The surface of Mars is now cold and dry, but it used to be covered with rivers and lakes, new evidence suggests, according to Space.com. Volcanic eruptions on the Red Planet could have caused a warm up, which would have helped water flow across the cold planet.

The atmosphere of early Mars was too thin to keep it warm and the sun was not as bright, according to Space.com, so Mars would not have had much chance to stay toasty. Scientists do believe, though, at one point, the planet had rivers and lakes.

"The problem of explaining the evidence for liquid water on early Mars has defied attempts to solve it for a very long time," lead study author and planetary geochemist at the Weizmann Institute of Science in Rehovot, Israel, Itay Halevy, told Space.com.

However, now research shows that volcanic activity caused greenhouse gas emissions, providing an insulation to trap heat. Every eruption would have heated Mars for "decades or even centuries," according to Space.com.

Large, powerful volcanos were active on early Mars causing geological features that date back to 3.7 billion years ago. On Earth, volcanic activity leads to cooling because ash and sulfuric acid reflect the sunlight. On Mars, the dusty atmosphere could have coated the ash and sulfuric acid particles, keeping the reflection of the sun's rays at a minimum. Martian volcanoes also produce the greenhouse gas sulfur dioxide, helping the planet heat up.

"The reason that no prior work has seen similar effects is that no prior simulation of Mars' early climate included both dust and sulfuric acid," Halevy told Space.com.

"This model for Mars' early climate is like 'Brigadoon,' the Scottish village that appears for one day every hundred years," Halevy said. "For a few decades every several millennia, an eruption so large goes off that the atmosphere changes, the climate warms, the rivers flow and the lakes fill.
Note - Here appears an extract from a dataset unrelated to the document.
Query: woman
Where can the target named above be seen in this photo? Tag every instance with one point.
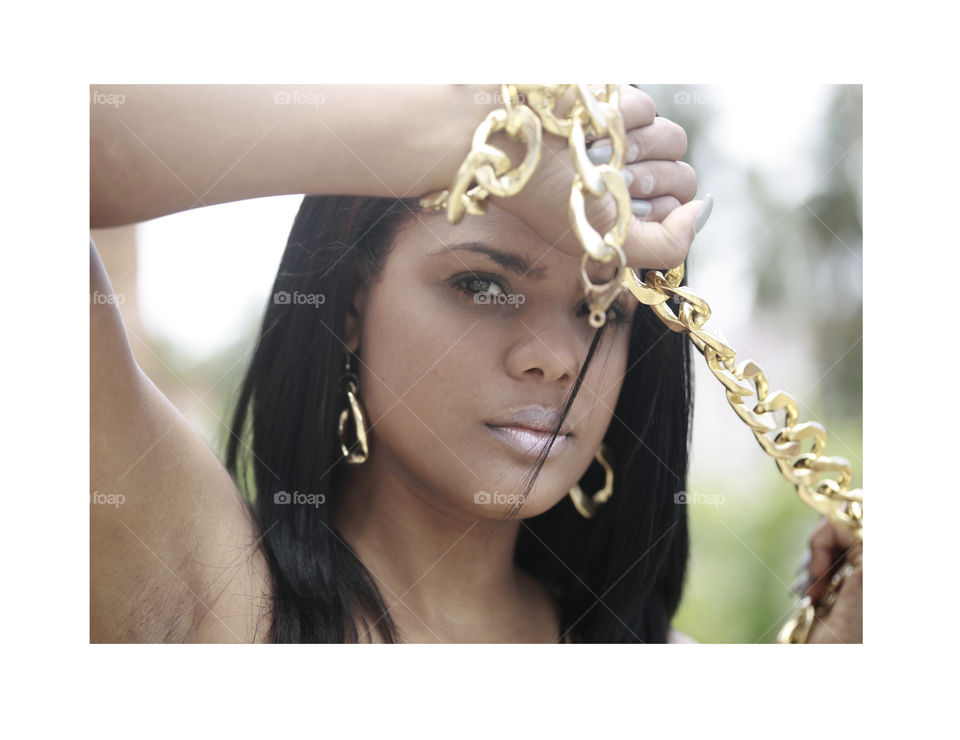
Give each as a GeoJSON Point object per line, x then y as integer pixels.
{"type": "Point", "coordinates": [462, 350]}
Then, as the eruption dies off, things slowly relax back to their cold, icy, sleepy state for a few more millennia until the next biggie."

Scientists compare early Mars' atmosphere to the McMurdo Dry Valleys in Antarctica.

"The average yearly temperature in the Antarctic Dry Valleys is way below freezing, but peak summer daytime temperatures can exceed the melting point of water, forming transient streams, which then refreeze," said study co-author James Head from Brown University in Providence, R.I. "In a similar manner, we find that volcanism can bring the temperature on early Mars above the melting point for decades to centuries, causing episodic periods of stream and lake formation."

"Life in Antarctica, in the form of algal mats, is very resistant to extremely cold and dry conditions and simply waits for the episodic infusion of water to bloom and develop," Head said. "Thus, the ancient and currently dry and barren river and lake floors on Mars may harbor the remnants of similar primitive life if it ever occurred on Mars."

The scientists published their findings on Nov. 17 in the journal "Nature Geoscience."